Mano Brown / Divulgação

A forma de “Sobrevivendo no inferno” incorpora elementos culturais e sociais da vida na periferia brasileira contemporânea, criando um sistema novo para circulação da música. O disco fala diretamente ao coração dos jovens negros e pobres da grande cidade. Esse mesmo jovem acredita que não precisa mais de um sujeito de classe média para traduzir o que ele pensa. O imaginário da periferia tem pastores evangélicos, policiais violentos, o trabalho precário trazido com a globalização da economia e a passagem de amigos e parentes por presídios. A explosão da violência é cantada assim em verso e prosa que incorpora todos esses elementos: “Agradeço a Deus e aos Orixás, parei no meio do caminho e nem olhei pra trás meus outros manos todos foram longe demais, Cemitério São Luis, aqui jaz. Mas que merda, meu oitão tá até a boca, que vida louca! por que é que tem que ser assim? Ontem eu sonhei que um fulano aproximou de mim, ‘agora eu quero ver ladrão, pá! pá! pá! pá!’, Fim. É… sonho é sonho, deixa quieto. Sexto sentido é um dom, eu tô esperto, morrer é um fator, mas conforme for, tem no bolso e na agulha e mais 5 no tambor. Joga o jogo, vamo lá, caiu a 8 eu mato a par. Eu não preciso de muito pra sentir-me capaz de encontrar a Fórmula Mágica da Paz”.

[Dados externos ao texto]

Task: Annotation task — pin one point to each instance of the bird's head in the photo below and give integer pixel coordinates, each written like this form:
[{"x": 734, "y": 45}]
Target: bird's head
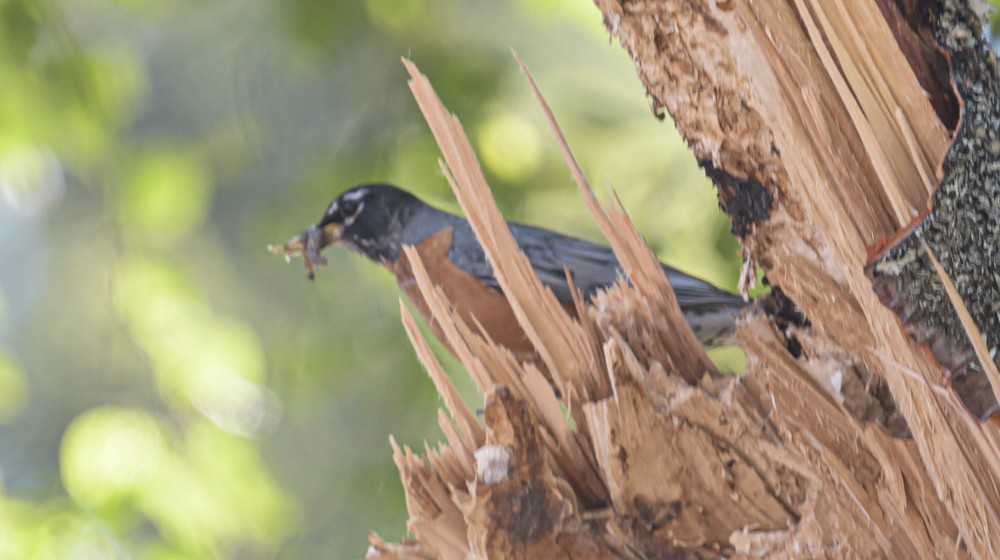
[{"x": 370, "y": 219}]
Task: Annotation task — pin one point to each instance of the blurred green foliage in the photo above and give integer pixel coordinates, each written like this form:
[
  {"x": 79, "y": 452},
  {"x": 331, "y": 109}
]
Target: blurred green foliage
[{"x": 170, "y": 390}]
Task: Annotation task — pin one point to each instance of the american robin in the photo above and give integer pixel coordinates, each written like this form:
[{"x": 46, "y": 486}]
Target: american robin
[{"x": 378, "y": 219}]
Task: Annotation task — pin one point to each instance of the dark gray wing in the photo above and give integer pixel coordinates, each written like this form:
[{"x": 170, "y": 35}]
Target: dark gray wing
[{"x": 593, "y": 267}]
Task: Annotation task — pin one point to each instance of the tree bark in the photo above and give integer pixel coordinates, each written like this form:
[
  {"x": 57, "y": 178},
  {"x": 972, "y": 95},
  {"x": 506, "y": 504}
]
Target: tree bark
[{"x": 849, "y": 141}]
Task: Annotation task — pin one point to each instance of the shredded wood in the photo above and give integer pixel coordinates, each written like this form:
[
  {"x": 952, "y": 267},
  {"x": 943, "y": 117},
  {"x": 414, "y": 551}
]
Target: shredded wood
[{"x": 820, "y": 137}]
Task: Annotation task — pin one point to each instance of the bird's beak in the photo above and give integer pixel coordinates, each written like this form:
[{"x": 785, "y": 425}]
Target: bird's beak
[
  {"x": 331, "y": 233},
  {"x": 309, "y": 243}
]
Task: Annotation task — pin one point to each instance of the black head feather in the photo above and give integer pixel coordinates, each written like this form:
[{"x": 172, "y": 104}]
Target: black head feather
[{"x": 374, "y": 219}]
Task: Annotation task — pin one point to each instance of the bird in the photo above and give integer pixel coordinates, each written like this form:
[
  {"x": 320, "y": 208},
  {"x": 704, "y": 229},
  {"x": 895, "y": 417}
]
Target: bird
[{"x": 378, "y": 219}]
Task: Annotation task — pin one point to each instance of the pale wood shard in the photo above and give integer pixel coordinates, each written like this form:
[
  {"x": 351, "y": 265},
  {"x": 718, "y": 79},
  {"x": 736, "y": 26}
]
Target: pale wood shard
[{"x": 821, "y": 139}]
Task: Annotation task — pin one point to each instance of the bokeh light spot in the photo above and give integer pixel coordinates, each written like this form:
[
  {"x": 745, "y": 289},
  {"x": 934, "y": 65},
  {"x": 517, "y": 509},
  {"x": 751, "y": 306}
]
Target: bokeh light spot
[
  {"x": 31, "y": 178},
  {"x": 510, "y": 146},
  {"x": 107, "y": 452},
  {"x": 165, "y": 195}
]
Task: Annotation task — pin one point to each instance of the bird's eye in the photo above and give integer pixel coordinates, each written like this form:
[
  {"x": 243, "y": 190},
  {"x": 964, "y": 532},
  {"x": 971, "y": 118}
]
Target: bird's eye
[{"x": 349, "y": 208}]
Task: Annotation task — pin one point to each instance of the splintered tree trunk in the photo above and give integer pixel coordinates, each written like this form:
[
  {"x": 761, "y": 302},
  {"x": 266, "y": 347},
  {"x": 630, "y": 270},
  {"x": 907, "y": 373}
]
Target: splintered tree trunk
[{"x": 855, "y": 145}]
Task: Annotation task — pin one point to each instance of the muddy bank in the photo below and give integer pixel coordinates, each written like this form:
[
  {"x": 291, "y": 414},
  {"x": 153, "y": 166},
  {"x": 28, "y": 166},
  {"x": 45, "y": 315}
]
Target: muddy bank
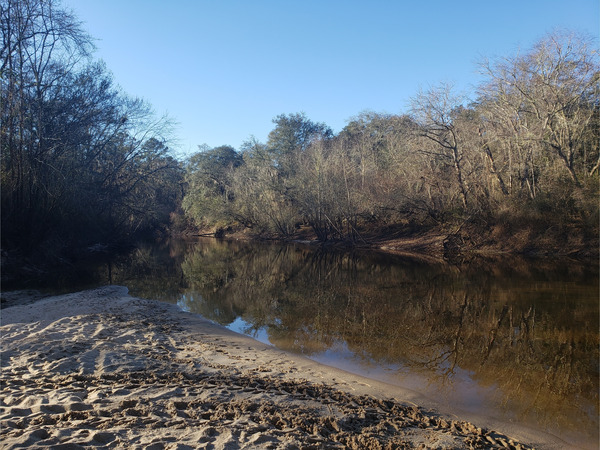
[{"x": 102, "y": 369}]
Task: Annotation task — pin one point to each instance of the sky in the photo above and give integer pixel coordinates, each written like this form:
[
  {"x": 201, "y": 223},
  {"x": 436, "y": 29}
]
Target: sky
[{"x": 224, "y": 69}]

Vendo o movimento do rap, Chico Buarque disse que a Era da Canção Popular estava encerrada. Sua geração não tinha mais o que dizer ou cantar. “Como a ópera, a música lírica, foi um fenômeno do século 19, talvez a canção, tal como a conhecemos, seja um fenômeno do século 20. No Brasil, isso é nítido. Noel Rosa formatou essa música nos anos 30. Ela vigora até os anos 50 e aí vem a bossa nova, que remodela tudo e pronto. Se você reparar, a própria bossa nova, o quanto é popular ainda hoje, travestida, disfarçada, transformada em drum’n’bass”, disse, numa entrevista de 2004.

Mais adiante na conversa, Chico arrematou com uma ponta de melancolia e esperança: “Quando você vê um fenômeno como o rap, isso é de certa forma uma negação da canção tal como a conhecemos. Talvez seja o sinal mais evidente de que a canção já foi, passou. Estou dizendo tudo isso e pensando ao mesmo tempo que talvez seja uma certa defesa diante do desafio de continuar a compor. Tenho muitas dúvidas a respeito. Às vezes acordo com a tendência de acreditar nisso, outras não”. A voz ativa vai mudando de lugar nos quatros sistema da música popular brasileira.